With Israel potentially targeting nuclear facilities in any further strikes against Iran, Mr. Trump’s reluctance to be dragged into a military conflagration or engage in regime change may be reinforced by doubts about their likely effectiveness.
“An attack would not set the program back dramatically and would likely convince Iran that it needs nuclear weapons to be secure… Iran has hardened its nuclear facilities—with at least one buried so deep underground that even US airstrikes would be unlikely to destroy it,” said analyst Benjamin D. Giltner.
Iran’s tit-for-tat with Israel and Mr. Trump’s return to the White House has lent new urgency to a debate among Iranian officials on whether to drop the Islamic Republic’s insistence that it is not pursuing nuclear weapons and extend the range of its missiles beyond a self-imposed limit of 2,000 kilometres.

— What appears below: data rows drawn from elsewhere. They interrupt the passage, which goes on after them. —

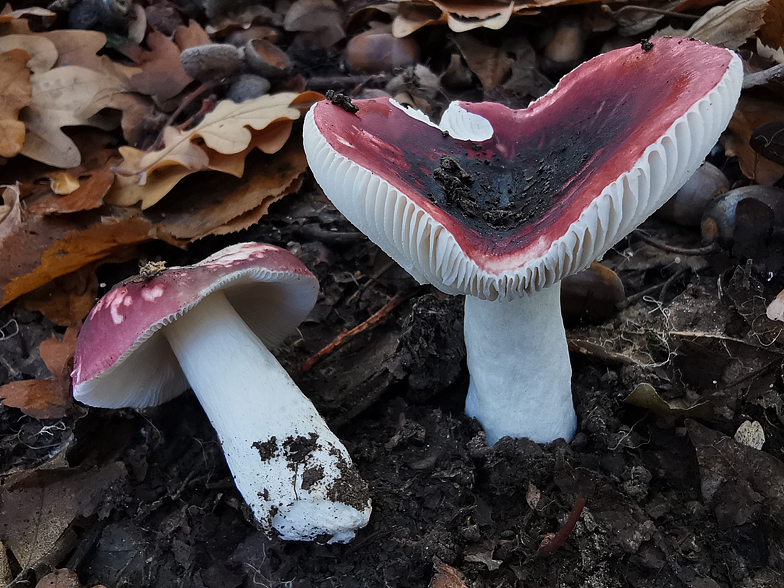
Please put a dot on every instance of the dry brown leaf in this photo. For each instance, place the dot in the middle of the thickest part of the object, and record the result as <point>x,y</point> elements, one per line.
<point>446,576</point>
<point>217,200</point>
<point>45,247</point>
<point>750,114</point>
<point>191,36</point>
<point>726,26</point>
<point>15,94</point>
<point>126,190</point>
<point>8,14</point>
<point>490,64</point>
<point>58,98</point>
<point>42,52</point>
<point>65,300</point>
<point>37,506</point>
<point>51,398</point>
<point>223,130</point>
<point>10,214</point>
<point>268,140</point>
<point>771,33</point>
<point>162,75</point>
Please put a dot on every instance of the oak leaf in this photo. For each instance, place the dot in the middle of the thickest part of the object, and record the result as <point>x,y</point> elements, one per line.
<point>224,130</point>
<point>51,398</point>
<point>59,97</point>
<point>15,94</point>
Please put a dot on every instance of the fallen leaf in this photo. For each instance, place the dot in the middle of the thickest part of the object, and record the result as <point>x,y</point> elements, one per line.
<point>726,26</point>
<point>58,98</point>
<point>51,398</point>
<point>645,396</point>
<point>42,52</point>
<point>223,130</point>
<point>726,465</point>
<point>63,578</point>
<point>36,507</point>
<point>45,247</point>
<point>490,64</point>
<point>162,75</point>
<point>446,576</point>
<point>751,113</point>
<point>15,94</point>
<point>10,214</point>
<point>65,300</point>
<point>8,14</point>
<point>191,36</point>
<point>214,201</point>
<point>771,33</point>
<point>126,190</point>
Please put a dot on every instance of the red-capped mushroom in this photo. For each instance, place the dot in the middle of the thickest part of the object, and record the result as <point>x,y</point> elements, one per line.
<point>208,326</point>
<point>501,204</point>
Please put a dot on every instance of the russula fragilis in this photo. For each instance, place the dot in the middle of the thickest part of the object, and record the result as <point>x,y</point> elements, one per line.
<point>207,326</point>
<point>501,204</point>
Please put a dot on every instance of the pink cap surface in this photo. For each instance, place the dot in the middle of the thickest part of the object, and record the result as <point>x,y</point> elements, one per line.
<point>555,158</point>
<point>122,360</point>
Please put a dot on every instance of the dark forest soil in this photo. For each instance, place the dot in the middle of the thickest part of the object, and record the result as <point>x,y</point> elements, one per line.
<point>671,501</point>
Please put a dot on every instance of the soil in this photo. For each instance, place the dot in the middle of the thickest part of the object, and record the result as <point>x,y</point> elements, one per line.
<point>663,507</point>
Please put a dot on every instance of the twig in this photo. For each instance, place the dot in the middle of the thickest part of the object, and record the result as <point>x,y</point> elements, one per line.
<point>346,335</point>
<point>632,7</point>
<point>712,248</point>
<point>549,546</point>
<point>761,78</point>
<point>643,293</point>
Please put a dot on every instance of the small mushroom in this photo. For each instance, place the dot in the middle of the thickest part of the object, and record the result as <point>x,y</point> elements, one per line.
<point>502,204</point>
<point>208,326</point>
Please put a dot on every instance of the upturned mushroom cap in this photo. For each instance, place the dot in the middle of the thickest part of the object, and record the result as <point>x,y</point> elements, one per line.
<point>122,359</point>
<point>497,202</point>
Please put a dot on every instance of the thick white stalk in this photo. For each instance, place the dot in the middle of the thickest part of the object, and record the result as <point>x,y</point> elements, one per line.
<point>290,468</point>
<point>519,365</point>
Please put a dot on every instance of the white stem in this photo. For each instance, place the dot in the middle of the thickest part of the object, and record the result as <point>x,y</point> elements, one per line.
<point>293,472</point>
<point>519,365</point>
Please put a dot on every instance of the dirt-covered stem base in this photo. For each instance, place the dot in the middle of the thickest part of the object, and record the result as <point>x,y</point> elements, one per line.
<point>289,467</point>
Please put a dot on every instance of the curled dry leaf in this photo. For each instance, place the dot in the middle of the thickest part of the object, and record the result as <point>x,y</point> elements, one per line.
<point>68,299</point>
<point>751,113</point>
<point>10,214</point>
<point>37,506</point>
<point>162,75</point>
<point>42,52</point>
<point>51,398</point>
<point>217,204</point>
<point>727,26</point>
<point>224,130</point>
<point>45,247</point>
<point>15,94</point>
<point>59,97</point>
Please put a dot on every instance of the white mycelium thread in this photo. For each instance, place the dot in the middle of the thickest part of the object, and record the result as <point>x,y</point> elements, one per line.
<point>426,249</point>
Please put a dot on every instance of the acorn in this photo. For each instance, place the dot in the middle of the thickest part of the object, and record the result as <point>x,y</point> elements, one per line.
<point>211,62</point>
<point>375,52</point>
<point>266,59</point>
<point>591,296</point>
<point>748,213</point>
<point>688,204</point>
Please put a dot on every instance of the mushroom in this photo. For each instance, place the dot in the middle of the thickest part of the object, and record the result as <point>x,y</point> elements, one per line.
<point>501,204</point>
<point>208,326</point>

Brigadier General Ahmed Haq Talab, the commander of Iran’s Nuclear Centers Protection and Security Corps, recently warned that Iran could “revise” its nuclear doctrine that designates weapons of mass destruction as un-Islamic if Israel attacked the Islamic Republic’s nuclear facilities.
Mr. Trump’s rejection of regime change will likely go down well with the United States’ Gulf allies such as Saudi Arabia and the UAE, which have sought in recent years to reduce tensions, rebuild relations with Iran, and create an environment conducive to foreign investment.
The Gulf states have reassured Iran that they would not take sides in an escalating conflict with Israel and would not allow the United States to use military bases on their soil or their airspace for operations against the Islamic Republic.
The reassurance takes on added significance with the imminent departure of the SS Abraham Lincoln, the sole US aircraft carrier in the region.
The Pentagon says the continued presence of one, if not two, aircraft carriers in the region since the Gaza war erupted last year helped contain the violence between Israel, Iran and its network of armed non-state actors.
Replacing the Lincoln is a mix of forces, including naval destroyers, B-52 bombers, and land-based fighter jets tasked with deterring Iran and its partners in an area stretching from the eastern Mediterranean to the Gulf and other volatile regional shipping routes.
If the Gulf states stick to their promise, the US would have to base the B-52s and fighter jets elsewhere in the region or beyond to employ them in missions against Iran.
Even so, satellite images suggest that some nuclear-capable B-52H bombers were recently deployed to the Al Udaid Air Base in Qatar, the United States’ largest military installation in the region.
Some analysts suggest that Iran will tread carefully to ensure that escalating Middle East tensions do not spark domestic unrest.
“Due to his tough stance against the Islamic Republic, Trump enjoys a certain level of popularity among ordinary Iranians, thus worrying Iran’s rulers. A new Trump presidency could strengthen more members of the public to challenge the regime,” said Iran scholar Meir Javedanfar.
Iran’s balancing act becomes more precarious in the short term because the run-up to Mr. Trump’s inauguration is when there could be a vacuum in Washington with senior officials leaving the Biden administration to take up new jobs.
“The nightmare scenario is that a new or escalated Middle East crisis will erupt in the next few weeks. Trump will be powerless, and Biden/Harris will be weak and likely to be cautious on how to respond,” said Gulf scholar Simon Henderson.
Dr. James M. Dorsey is an Adjunct Senior Fellow at Nanyang Technological University’s S. Rajaratnam School of International Studies, and the author of the syndicated column and podcast, The Turbulent World with James M. Dorsey.